012.動揺
 お土産屋で一番若いパートのおばちゃんが、他の二人に聞こえないように囁いてきた。
「ねぇねぇ、元カノと朝通る同級生の男の子って兄妹?」
 何のことだ?元カノ?
「あっ」
 思わず声が出てしまった。
 そうだった、女装した睦城のこと、元カノって勘違いされたままだった。
「元カノじゃないんです、彼女は…」
 ん?兄妹?
「むつ…そう、朝通るあいつの双子の妹で、近所に住んでいたんです。」
「へー。よく似ているものね、あの二人。」
 やっぱり似ている…って同一人物だもんな。
 取りあえず同一人物とは認識されていないのかな?
「最初、彼女が男装しているのかと思ったわよ、彼。」
 ゲッ。つーか、逆だし。
 ちょっと整理しておこう。女装した状態で女の睦城に名前を呼んだか?いや、どうだったっけかな?
「むつきちゃん、だったよね、元カノ。彼は?」
 えっ、女の方に睦城って言っちゃった?
「いや、兄貴の方が睦城で妹の方が睦美です。時々間違えちゃうんですよ、似てるから。」
「そうだったの、へー。」
 大丈夫だ、軌道修正できた…けど。
「って、言ったら信じます?」
「うん。違うの?」
「他の二人には絶対に言わないでくださいね。」



 あれから一週間。

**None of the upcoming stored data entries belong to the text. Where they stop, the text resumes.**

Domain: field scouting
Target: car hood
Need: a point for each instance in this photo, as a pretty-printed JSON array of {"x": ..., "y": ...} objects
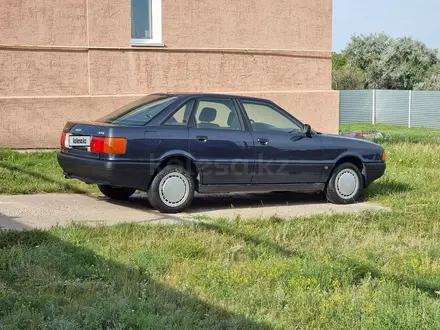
[{"x": 347, "y": 141}]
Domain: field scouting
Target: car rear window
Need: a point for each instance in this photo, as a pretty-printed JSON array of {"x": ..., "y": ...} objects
[{"x": 140, "y": 112}]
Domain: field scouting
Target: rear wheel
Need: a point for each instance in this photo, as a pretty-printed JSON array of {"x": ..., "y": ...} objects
[
  {"x": 117, "y": 193},
  {"x": 172, "y": 190},
  {"x": 345, "y": 185}
]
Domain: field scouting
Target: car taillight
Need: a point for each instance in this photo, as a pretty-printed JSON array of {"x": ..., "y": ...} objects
[
  {"x": 108, "y": 145},
  {"x": 63, "y": 139}
]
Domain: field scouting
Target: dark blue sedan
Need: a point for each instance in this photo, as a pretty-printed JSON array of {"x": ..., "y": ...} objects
[{"x": 172, "y": 145}]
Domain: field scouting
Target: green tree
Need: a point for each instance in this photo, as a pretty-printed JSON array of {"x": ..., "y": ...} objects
[
  {"x": 347, "y": 78},
  {"x": 365, "y": 50},
  {"x": 388, "y": 63},
  {"x": 406, "y": 63}
]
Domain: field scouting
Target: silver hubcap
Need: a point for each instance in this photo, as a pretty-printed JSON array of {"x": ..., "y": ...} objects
[
  {"x": 174, "y": 189},
  {"x": 347, "y": 184}
]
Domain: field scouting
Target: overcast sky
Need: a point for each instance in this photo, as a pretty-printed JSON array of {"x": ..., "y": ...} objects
[{"x": 419, "y": 19}]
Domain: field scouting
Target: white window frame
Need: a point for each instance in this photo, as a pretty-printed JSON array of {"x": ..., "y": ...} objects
[{"x": 156, "y": 27}]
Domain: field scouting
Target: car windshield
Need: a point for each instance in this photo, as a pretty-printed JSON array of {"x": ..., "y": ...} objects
[{"x": 140, "y": 112}]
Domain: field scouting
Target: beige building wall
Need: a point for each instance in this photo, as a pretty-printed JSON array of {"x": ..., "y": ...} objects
[{"x": 72, "y": 59}]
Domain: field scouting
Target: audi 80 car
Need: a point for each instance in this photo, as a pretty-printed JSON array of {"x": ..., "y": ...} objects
[{"x": 173, "y": 145}]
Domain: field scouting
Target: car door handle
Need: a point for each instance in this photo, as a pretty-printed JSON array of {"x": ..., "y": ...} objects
[{"x": 263, "y": 142}]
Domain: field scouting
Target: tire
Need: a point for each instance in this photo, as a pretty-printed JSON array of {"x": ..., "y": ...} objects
[
  {"x": 116, "y": 193},
  {"x": 346, "y": 185},
  {"x": 172, "y": 189}
]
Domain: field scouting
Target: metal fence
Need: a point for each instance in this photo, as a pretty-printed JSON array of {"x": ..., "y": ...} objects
[{"x": 408, "y": 108}]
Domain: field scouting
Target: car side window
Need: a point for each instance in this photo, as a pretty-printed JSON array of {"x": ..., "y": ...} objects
[
  {"x": 217, "y": 114},
  {"x": 265, "y": 118},
  {"x": 181, "y": 116}
]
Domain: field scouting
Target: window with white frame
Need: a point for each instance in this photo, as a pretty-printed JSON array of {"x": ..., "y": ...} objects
[{"x": 146, "y": 22}]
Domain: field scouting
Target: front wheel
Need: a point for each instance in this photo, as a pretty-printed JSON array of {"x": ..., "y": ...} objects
[
  {"x": 172, "y": 189},
  {"x": 117, "y": 193},
  {"x": 345, "y": 185}
]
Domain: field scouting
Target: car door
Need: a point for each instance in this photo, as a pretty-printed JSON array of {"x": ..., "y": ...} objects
[
  {"x": 218, "y": 140},
  {"x": 284, "y": 154}
]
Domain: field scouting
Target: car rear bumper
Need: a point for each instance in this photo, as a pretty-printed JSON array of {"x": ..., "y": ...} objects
[
  {"x": 122, "y": 174},
  {"x": 373, "y": 172}
]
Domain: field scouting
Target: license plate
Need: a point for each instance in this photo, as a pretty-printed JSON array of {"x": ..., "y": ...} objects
[{"x": 79, "y": 141}]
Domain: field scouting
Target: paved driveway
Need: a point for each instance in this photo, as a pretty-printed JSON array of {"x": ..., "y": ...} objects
[{"x": 45, "y": 211}]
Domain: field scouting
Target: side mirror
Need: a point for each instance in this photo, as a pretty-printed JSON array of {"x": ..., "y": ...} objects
[{"x": 308, "y": 130}]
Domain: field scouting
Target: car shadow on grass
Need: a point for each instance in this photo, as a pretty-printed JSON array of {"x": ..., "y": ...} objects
[
  {"x": 47, "y": 282},
  {"x": 65, "y": 185}
]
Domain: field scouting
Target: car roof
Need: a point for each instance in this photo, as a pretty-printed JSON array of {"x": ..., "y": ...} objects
[{"x": 218, "y": 95}]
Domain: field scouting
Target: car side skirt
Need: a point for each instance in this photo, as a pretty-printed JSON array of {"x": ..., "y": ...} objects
[{"x": 294, "y": 187}]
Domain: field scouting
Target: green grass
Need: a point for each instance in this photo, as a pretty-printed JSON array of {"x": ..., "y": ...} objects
[
  {"x": 30, "y": 173},
  {"x": 364, "y": 271}
]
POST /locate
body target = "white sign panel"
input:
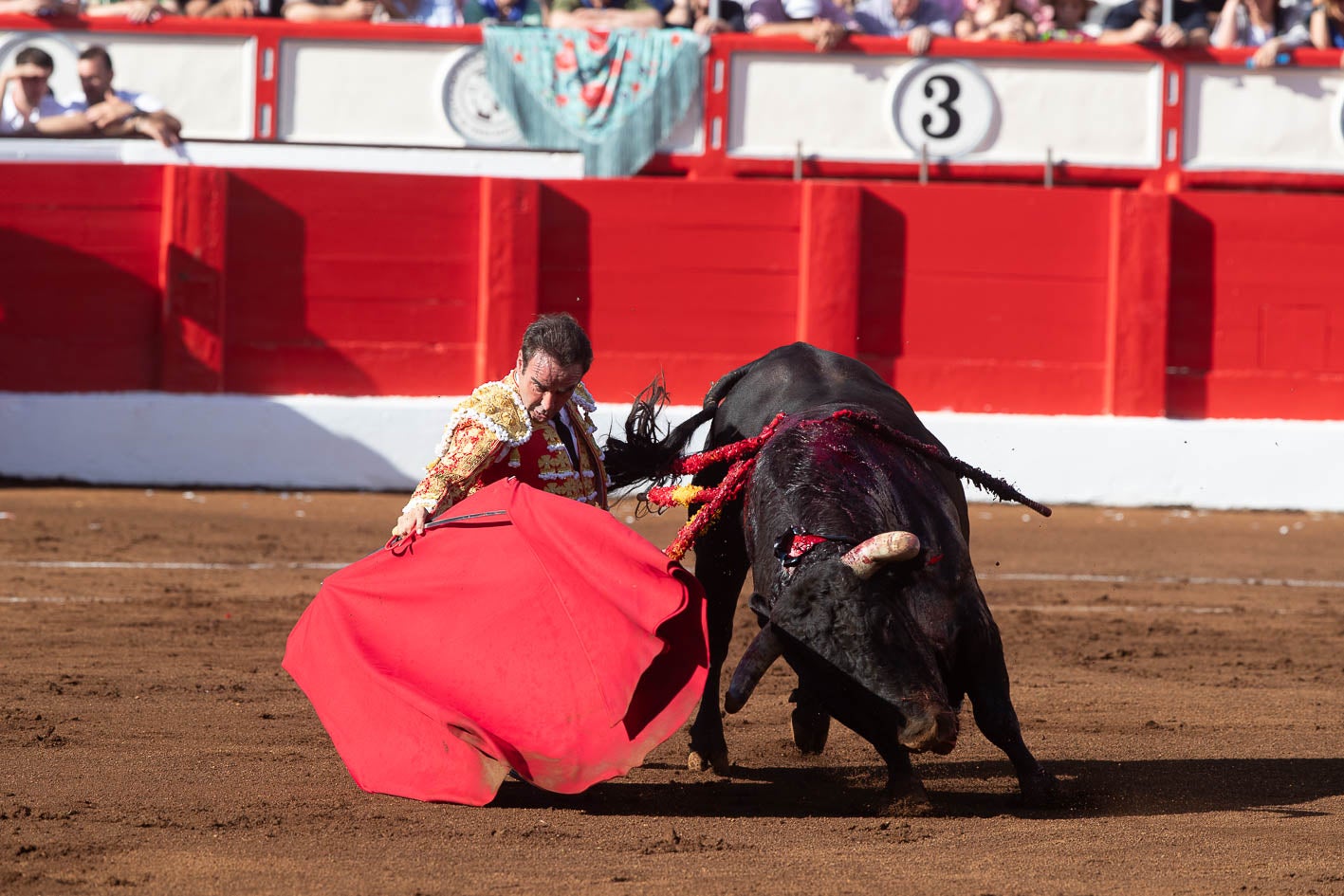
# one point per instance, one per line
(841, 106)
(1286, 119)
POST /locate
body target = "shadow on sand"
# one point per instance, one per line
(1095, 789)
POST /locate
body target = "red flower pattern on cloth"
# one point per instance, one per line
(564, 60)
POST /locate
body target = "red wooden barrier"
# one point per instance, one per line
(967, 297)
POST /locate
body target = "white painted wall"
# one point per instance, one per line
(1285, 119)
(838, 105)
(382, 444)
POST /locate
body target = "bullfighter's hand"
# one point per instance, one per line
(1143, 29)
(410, 521)
(825, 34)
(23, 70)
(358, 9)
(1170, 35)
(1266, 55)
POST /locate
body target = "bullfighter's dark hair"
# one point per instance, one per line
(97, 51)
(561, 338)
(35, 57)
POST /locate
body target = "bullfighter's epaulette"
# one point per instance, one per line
(497, 407)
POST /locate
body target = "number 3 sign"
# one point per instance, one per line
(943, 103)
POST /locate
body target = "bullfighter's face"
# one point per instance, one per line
(544, 386)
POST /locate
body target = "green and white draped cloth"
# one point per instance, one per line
(615, 96)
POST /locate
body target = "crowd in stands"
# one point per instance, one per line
(1272, 27)
(28, 108)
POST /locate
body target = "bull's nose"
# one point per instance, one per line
(930, 731)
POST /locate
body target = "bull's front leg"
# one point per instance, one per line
(721, 564)
(905, 795)
(998, 721)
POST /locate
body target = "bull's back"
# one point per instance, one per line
(802, 379)
(795, 377)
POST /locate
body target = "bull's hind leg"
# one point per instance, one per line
(721, 564)
(905, 795)
(998, 721)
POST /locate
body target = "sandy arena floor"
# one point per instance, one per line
(1182, 672)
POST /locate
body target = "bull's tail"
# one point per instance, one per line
(648, 450)
(647, 453)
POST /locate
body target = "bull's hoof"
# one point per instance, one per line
(716, 760)
(809, 730)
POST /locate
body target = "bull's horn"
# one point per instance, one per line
(887, 547)
(761, 654)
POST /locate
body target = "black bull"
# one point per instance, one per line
(887, 650)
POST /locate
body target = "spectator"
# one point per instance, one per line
(441, 13)
(1263, 25)
(28, 106)
(41, 7)
(120, 113)
(819, 22)
(1327, 26)
(232, 9)
(1066, 20)
(917, 20)
(329, 9)
(136, 11)
(1140, 22)
(998, 20)
(695, 13)
(603, 15)
(505, 12)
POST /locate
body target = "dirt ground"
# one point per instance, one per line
(1182, 673)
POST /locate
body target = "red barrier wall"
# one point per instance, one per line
(967, 297)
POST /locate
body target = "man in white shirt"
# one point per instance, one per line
(28, 106)
(120, 113)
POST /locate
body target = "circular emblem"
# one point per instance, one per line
(470, 105)
(945, 105)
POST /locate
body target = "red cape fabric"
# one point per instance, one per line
(548, 638)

彼女は本当に誰にも言っていないようだ。
 何故なら、あの翌日、パートの二人が帰宅して、店長と二人っきりになった時に、同じことを聞かれたのだ。
 だから同じように答えて同じように秘密を教えた。
 ただ…それから一か月間、三人が余所余所しい。



「美矢間くん、ずっと気になっていたんだけど。『元カノ』って女の子、あれ朝通る男の子が女装していたんじゃないの?」
 げっ!!最後の一人が核心をついてきた。
「な、ななな何でそう思うんんんですか?」
 動揺してどもってしまった。
「何となく。」
 女の勘は鋭い。
 他の二人は知らんふりをしているが、耳はこっちを向いている…のがありありと分かる。
 落ち着け、落ち着くんだ…。
 そう、二人に話したことをここで言えばいいんだから。
「実はですね、」
「やっぱりそう思うよね?」
「それしか考えられないよね?」
 二人が声を揃えて訴えてきた。
「ハッパ掛けたけど中学の同級生のお姉さんだって言うのよ?変だよね?」
「同級生のお姉さん、呼び捨てにする?」
「絶対に変っ!」
 熟女パワーはすごい…圧倒されそうだ。
「じゃあ、どんな答えだったら納得するんですか?大体私がウソを言っても仕方ないじゃないですか。」
「そりゃあ、そうだけど…」
 三人がブツブツ言い始めたその時だった。
「こんにちは。」
 当の本人が現れてしまった。
「また、お使い物頼まれたんですけど…」
「ねぇねぇ、キミに聞きたいんだけど。」
 おいおい、あんたたちお客にタメグチかいっ。
「美矢間くんって高校生の時、同級生のお姉さんと付き合っていたの?キミによく似た?」
「いや…僕は高校が別だから、よくは知らないですけど…彼女がいたのは、本当です。」
 ありがとう、睦城。勘が良くて嬉しいよ。
「それじゃ、三条、いつものでいいか?」
 ん?
 彼女らは睦城を「キミ」と呼んでいた。
 つまり…名前を知らない?
「三条くんって言うのね?」
と、囁き合っている。
 よし、これで「三条」と「睦城」が別々になったぞ。
 …早く研修終わらないかな…。